The problem with just looking at the correlation matrix is what if you have four variables that together explain 100% of the variance in a fifth independent variable. You aren’t going to be able to tell that by just looking at the correlation matrix. Enter the Tolerance Statistic, wearing a black cape, here to save the day. Okay, I lied, it isn’t really wearing a black cape – it’s a green cape. ( By the way, if you have a mad urge to buy said green cape, or a Viking tunic, you can fulfill your desires here. I am not affiliated with this website in any way. I am just impressed that they seem to be finding a niche in the Pirate Garb / Viking tunic / cloak market .)
In complete seriousness now, ahem ….
To compute a tolerance statistic for an independent variable to test for multi-collinearity, a multiple regression is performed with that variable as the new dependent and all of the other independent variables in the model as independent variables. The tolerance statistic is 1 – R2 for this second regression. (R-square, just to remind you, is the amount of variance in a dependent variable in a multiple regression explained by a combination of all of the indepedent variables). In other words, Tolerance is 1 minus the amount of variance in the independent variable explained by all of the other independent variables. A tolerance statistic below .20 is generally considered cause for concern.Of course, in real life, you don’t actually compute a bunch of regressions with all of your independent variables as dependents, you just look at the collinearity statistics.
Let’s take a look at an example in SPSS, shall we?
The code is below or you can just pick REGRESSION from the ANALYZE menu. Don’t forget to click on the STATISTICS button and select COLLINEARITY STATISTICS.
Here I have a dependent variable that is the rating of problems a person has with sexual behavior, sexual attitudes and mental state. The three independent variables are ratings of symptoms of anorexia, symptoms of bulimia and problems in body perception
/STATISTICS COEFF OUTS R ANOVA COLLIN TOL
/METHOD=ENTER anorexic perceptprob bulimia.
Let’s just take a look at the first variable “anorexic”. It has a Tolerance of .669. What does that mean? It means that if I ran a multiple regression with anorexic as the dependent, and perceptprob and bulimia as the independent vairables, I would get an R-square value of .331. Don’t take my word for it. Let’s try it. Notice that now anorexic is the dependent variable.
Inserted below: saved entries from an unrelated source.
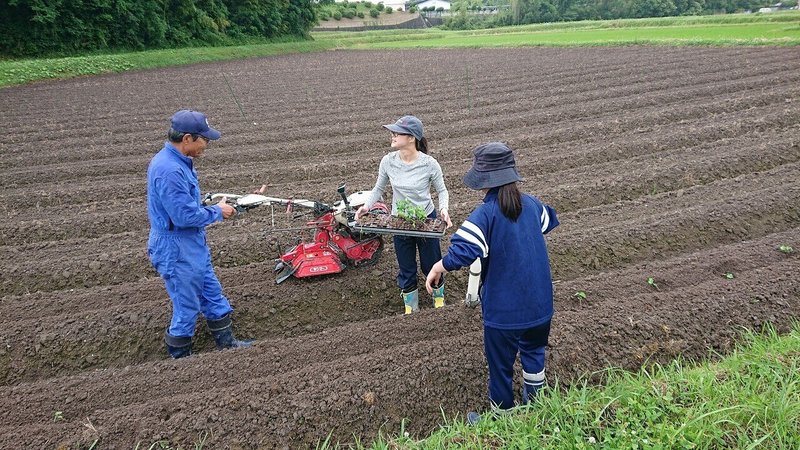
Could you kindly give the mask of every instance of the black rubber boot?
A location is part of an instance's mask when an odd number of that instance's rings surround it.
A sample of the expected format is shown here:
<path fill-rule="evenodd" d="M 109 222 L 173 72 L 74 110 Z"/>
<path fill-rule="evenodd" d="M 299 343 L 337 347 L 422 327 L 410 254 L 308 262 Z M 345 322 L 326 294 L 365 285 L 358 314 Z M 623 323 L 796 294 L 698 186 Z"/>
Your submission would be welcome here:
<path fill-rule="evenodd" d="M 166 333 L 164 342 L 167 344 L 167 353 L 172 359 L 183 358 L 192 354 L 191 336 L 173 336 Z"/>
<path fill-rule="evenodd" d="M 253 345 L 253 340 L 240 341 L 233 336 L 233 328 L 231 327 L 231 316 L 226 314 L 224 317 L 217 320 L 208 320 L 208 331 L 214 336 L 214 342 L 217 344 L 218 350 L 226 348 L 246 348 Z"/>

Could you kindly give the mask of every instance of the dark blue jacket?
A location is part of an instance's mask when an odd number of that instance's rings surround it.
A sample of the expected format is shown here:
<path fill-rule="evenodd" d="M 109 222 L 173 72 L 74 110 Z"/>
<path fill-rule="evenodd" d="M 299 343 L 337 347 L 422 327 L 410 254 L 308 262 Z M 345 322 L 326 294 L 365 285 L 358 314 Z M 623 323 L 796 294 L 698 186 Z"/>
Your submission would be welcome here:
<path fill-rule="evenodd" d="M 512 330 L 541 325 L 553 316 L 553 281 L 544 234 L 558 226 L 556 211 L 522 194 L 516 222 L 503 215 L 490 190 L 450 240 L 447 271 L 481 258 L 481 308 L 487 327 Z"/>

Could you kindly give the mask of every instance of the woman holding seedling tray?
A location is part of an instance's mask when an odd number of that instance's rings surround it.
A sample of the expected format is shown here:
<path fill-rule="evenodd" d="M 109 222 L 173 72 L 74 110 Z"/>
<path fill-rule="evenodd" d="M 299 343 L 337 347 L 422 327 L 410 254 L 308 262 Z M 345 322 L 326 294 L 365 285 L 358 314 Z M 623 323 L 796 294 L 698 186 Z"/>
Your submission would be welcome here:
<path fill-rule="evenodd" d="M 428 140 L 422 130 L 422 122 L 414 116 L 403 116 L 397 122 L 384 125 L 392 133 L 392 149 L 381 159 L 378 167 L 378 180 L 372 189 L 372 195 L 356 211 L 356 220 L 369 212 L 386 189 L 387 183 L 392 186 L 392 215 L 404 214 L 424 215 L 427 218 L 437 217 L 436 208 L 431 198 L 431 187 L 439 196 L 439 215 L 452 226 L 447 212 L 449 194 L 444 185 L 444 176 L 439 163 L 428 155 Z M 420 214 L 422 211 L 422 214 Z M 394 250 L 400 272 L 397 274 L 397 285 L 400 287 L 405 313 L 419 311 L 419 289 L 417 287 L 417 252 L 419 252 L 419 268 L 427 274 L 433 265 L 442 258 L 439 239 L 417 236 L 394 236 Z M 444 278 L 434 286 L 432 291 L 433 306 L 444 306 Z"/>

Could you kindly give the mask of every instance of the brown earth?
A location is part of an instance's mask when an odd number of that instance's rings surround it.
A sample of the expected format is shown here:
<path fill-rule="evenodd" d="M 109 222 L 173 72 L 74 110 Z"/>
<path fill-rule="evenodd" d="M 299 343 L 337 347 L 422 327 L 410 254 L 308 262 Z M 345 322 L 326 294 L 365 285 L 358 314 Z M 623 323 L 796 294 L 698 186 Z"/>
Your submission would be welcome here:
<path fill-rule="evenodd" d="M 785 331 L 800 311 L 798 56 L 336 51 L 0 90 L 0 448 L 201 436 L 207 448 L 306 447 L 397 433 L 403 419 L 424 436 L 442 411 L 486 407 L 480 312 L 459 304 L 465 271 L 448 278 L 447 307 L 423 295 L 412 316 L 391 245 L 376 266 L 276 286 L 276 247 L 295 236 L 265 234 L 268 209 L 209 228 L 237 334 L 257 345 L 213 351 L 199 323 L 197 354 L 166 359 L 145 170 L 186 107 L 223 132 L 197 163 L 204 191 L 267 183 L 267 195 L 327 202 L 342 182 L 371 188 L 389 150 L 381 125 L 416 114 L 454 223 L 480 201 L 461 183 L 470 149 L 507 141 L 524 190 L 561 220 L 548 237 L 551 383 L 713 358 L 766 323 Z"/>

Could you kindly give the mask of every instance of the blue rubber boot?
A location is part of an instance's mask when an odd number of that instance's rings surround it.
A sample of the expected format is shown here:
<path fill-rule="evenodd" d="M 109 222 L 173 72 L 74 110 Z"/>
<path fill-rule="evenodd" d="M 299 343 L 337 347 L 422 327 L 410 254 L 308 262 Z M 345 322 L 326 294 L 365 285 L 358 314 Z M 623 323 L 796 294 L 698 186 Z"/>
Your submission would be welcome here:
<path fill-rule="evenodd" d="M 403 304 L 406 307 L 406 314 L 419 311 L 419 290 L 414 289 L 411 292 L 401 292 L 403 297 Z"/>
<path fill-rule="evenodd" d="M 166 333 L 164 342 L 167 344 L 167 353 L 172 359 L 183 358 L 192 354 L 191 336 L 173 336 Z"/>
<path fill-rule="evenodd" d="M 214 336 L 214 342 L 218 350 L 226 348 L 247 348 L 253 345 L 254 340 L 240 341 L 233 335 L 233 328 L 230 314 L 226 314 L 221 319 L 208 320 L 208 331 Z"/>

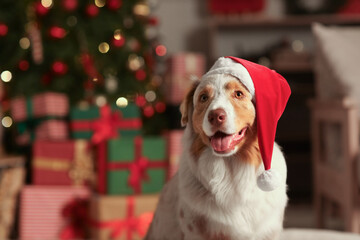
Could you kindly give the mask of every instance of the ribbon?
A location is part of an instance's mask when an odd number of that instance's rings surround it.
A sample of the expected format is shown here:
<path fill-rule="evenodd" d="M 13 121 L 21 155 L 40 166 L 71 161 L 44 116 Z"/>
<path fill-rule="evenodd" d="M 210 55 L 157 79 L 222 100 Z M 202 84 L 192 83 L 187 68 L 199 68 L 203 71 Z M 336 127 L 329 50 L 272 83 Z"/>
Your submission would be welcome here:
<path fill-rule="evenodd" d="M 71 167 L 71 163 L 64 161 L 63 159 L 37 157 L 34 159 L 33 167 L 60 172 L 68 171 Z"/>
<path fill-rule="evenodd" d="M 148 180 L 149 176 L 146 174 L 149 161 L 146 157 L 142 156 L 142 138 L 135 137 L 135 161 L 130 165 L 130 175 L 128 184 L 134 189 L 135 193 L 141 192 L 141 181 Z"/>
<path fill-rule="evenodd" d="M 75 141 L 74 157 L 69 170 L 69 177 L 74 185 L 80 185 L 85 182 L 92 184 L 95 181 L 94 164 L 87 141 Z"/>
<path fill-rule="evenodd" d="M 93 122 L 94 134 L 92 143 L 99 144 L 110 138 L 117 137 L 116 124 L 120 122 L 118 112 L 112 113 L 109 105 L 100 108 L 100 118 Z"/>
<path fill-rule="evenodd" d="M 140 237 L 144 237 L 154 214 L 145 212 L 138 217 L 134 214 L 135 198 L 133 196 L 127 197 L 127 212 L 125 219 L 111 220 L 107 222 L 93 222 L 93 226 L 97 228 L 110 229 L 111 239 L 118 238 L 126 233 L 126 240 L 132 240 L 133 234 L 137 233 Z"/>
<path fill-rule="evenodd" d="M 87 223 L 89 222 L 89 201 L 87 199 L 75 198 L 62 210 L 67 225 L 60 231 L 61 240 L 86 239 Z"/>

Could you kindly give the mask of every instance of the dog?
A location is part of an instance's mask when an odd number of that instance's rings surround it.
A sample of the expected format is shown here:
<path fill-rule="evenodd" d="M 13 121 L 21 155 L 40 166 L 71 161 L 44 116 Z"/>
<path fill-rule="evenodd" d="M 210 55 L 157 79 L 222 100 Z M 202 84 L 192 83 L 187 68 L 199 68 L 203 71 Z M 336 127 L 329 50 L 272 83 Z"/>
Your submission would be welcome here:
<path fill-rule="evenodd" d="M 182 102 L 179 171 L 163 188 L 146 240 L 279 238 L 288 199 L 285 158 L 275 143 L 279 186 L 259 189 L 264 166 L 256 102 L 240 77 L 205 74 Z"/>

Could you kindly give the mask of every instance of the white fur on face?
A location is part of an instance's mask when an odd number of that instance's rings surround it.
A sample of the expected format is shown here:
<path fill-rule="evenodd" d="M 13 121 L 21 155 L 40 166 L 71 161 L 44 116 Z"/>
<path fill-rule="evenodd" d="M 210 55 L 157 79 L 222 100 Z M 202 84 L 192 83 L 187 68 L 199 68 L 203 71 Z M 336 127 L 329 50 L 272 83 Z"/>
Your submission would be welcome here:
<path fill-rule="evenodd" d="M 207 76 L 201 80 L 200 85 L 195 91 L 194 99 L 198 99 L 198 95 L 205 86 L 211 86 L 213 88 L 213 100 L 206 110 L 202 128 L 205 134 L 209 137 L 213 136 L 215 132 L 212 130 L 211 124 L 208 121 L 208 116 L 210 111 L 222 108 L 226 113 L 226 122 L 224 124 L 224 133 L 226 134 L 234 134 L 238 131 L 238 127 L 235 125 L 235 109 L 231 104 L 229 97 L 225 92 L 225 85 L 233 80 L 234 78 L 231 76 L 224 76 L 222 74 L 214 74 Z M 194 106 L 196 106 L 196 101 L 194 100 Z"/>

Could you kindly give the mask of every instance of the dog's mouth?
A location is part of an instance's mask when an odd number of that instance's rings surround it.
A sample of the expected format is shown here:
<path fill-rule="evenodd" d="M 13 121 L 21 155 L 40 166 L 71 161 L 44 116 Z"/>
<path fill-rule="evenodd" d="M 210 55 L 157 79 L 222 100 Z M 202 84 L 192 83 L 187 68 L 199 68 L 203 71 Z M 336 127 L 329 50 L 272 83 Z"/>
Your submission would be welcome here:
<path fill-rule="evenodd" d="M 238 143 L 244 138 L 247 127 L 243 128 L 240 132 L 234 134 L 226 134 L 223 132 L 216 132 L 210 137 L 211 147 L 216 153 L 226 154 L 231 152 Z"/>

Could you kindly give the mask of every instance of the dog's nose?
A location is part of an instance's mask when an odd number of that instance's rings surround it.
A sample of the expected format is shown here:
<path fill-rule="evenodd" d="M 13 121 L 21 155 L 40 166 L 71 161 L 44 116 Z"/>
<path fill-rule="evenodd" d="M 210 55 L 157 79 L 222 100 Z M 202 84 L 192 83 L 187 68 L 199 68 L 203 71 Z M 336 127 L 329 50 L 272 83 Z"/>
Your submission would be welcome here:
<path fill-rule="evenodd" d="M 209 112 L 208 120 L 213 126 L 221 126 L 226 120 L 224 109 L 218 108 Z"/>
/STATISTICS COEFF OUTS R ANOVA COLLIN TOL
/METHOD=ENTER perceptprob bulimia.
Now, look at that. When we do a regression with anorexia as the dependent variable and bulimia and perceptprob as the two independent variables the R-square is .331 . If we take 1 – .331 we get .669 which is exactly the Tolerance Statistic for anorexia in the previous regression analysis above. Don’t you just love it when everything works out?
So WHY is a tolerance below .20 considered a cause for concern? It means that at least 80% of the variance of this independent variable is shared with some other independent variables. It means that the multiple correlation of the other independent variables with this independent variable is at least .90 (because .9 * .9 = .81) .
Another statistic sometimes used for multicollinearity is the Variance Inflation Factor, which is just the reciprocal of the tolerance statistics. A VIF of greater than 5 is generally considered evidence of multicollinearity. If you divide 1 by .669 you’ll get 1.495, which is exactly the same as the VIF statistic shown above .
And you thought I just made this sh*t up as I went along, didn’t you?